紧接着判断GET方法,只有GET方法的请求能够被缓存
再来判断vary头信息,具体内容看这里,决定是否缓存
所有条件都通过后,将response转成Entry存入DiskLruCache,key取请求URL的MD5
存取的关键逻辑在Entry类中
通过不同的构造方法,初始化变量
这里使用了okio相关的内容
读写顺序是相反的,按照图中的指示对照着看,如果没接触过okio,单独看会懵
分支结束Cache,读取CacheInterceptor位置
取到候选Response后,交由缓存策略
初始化缓存相关的Http头信息(这里真不是专业的后端开发,未避免误人子弟,各个头信息还请自行查询)
走到这一步,将缓存策略对象strategy交由缓存cache对象,用来统计缓存是否命中
候选Response取到了,但经过缓存策略判断不符合,则关闭候选Response的body,为什么?
cacheCandidate是从Cache中取的Response
经过了Entry的转换
此时snapshot被传入了
由于cacheCandidate从Cache缓存中经okio,取出,如今发现cacheCandidate不符合条件,所以需要关闭okio,类似流的概念
又到了缓存判断的阶段(网络缓存这方面逻辑是真复杂,其实并不是复杂,而是做移动端的应该对此都比较陌生)

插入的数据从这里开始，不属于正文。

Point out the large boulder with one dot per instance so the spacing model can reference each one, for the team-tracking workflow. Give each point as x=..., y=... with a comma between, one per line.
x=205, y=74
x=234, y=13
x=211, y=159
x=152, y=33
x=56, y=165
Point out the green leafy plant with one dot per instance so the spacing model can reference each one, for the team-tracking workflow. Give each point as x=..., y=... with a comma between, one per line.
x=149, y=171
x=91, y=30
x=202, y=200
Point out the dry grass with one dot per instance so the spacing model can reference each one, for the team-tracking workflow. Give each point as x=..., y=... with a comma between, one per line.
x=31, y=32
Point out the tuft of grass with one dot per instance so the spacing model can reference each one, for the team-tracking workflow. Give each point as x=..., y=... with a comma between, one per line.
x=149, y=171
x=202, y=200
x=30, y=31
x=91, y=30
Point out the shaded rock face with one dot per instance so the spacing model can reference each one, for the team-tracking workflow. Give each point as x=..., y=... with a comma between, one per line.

经过缓存策略判定根据不同的情况返回请求与response,若请求为空,缓存的response也空,直接返回HttpCode 504(Gateway timeout),为什么?
产生原因在这:
请求不null,但请求的参数设置了onlyIfCached,注释:我有请求参数,但我请求的response必须使用缓存,而不是来自服务器,当缓存不存在时就报了504
终于是最后的判断了:
由策略产出的networkRequest为空得出结论,此请求不需要真正执行,将缓存的response脱光返回
英语讲解:stripper 为strip的名词,双写p加er
走到这一步还没有合适的response,没办法交给下一环处理吧!!
4、ConnectInterceptor
重要的网络连接操作
获取之前环中生成的streamAllocation对象,调用其newStream方法
还记得streamAllocation是在RetryAndFollowUpInterceptor那一环中被实例化赋值的吗?
当时只是实例化对象没做任何操作,具体的参数上面都讲过了,返回看看参数的来源,会对整个流程更加清晰!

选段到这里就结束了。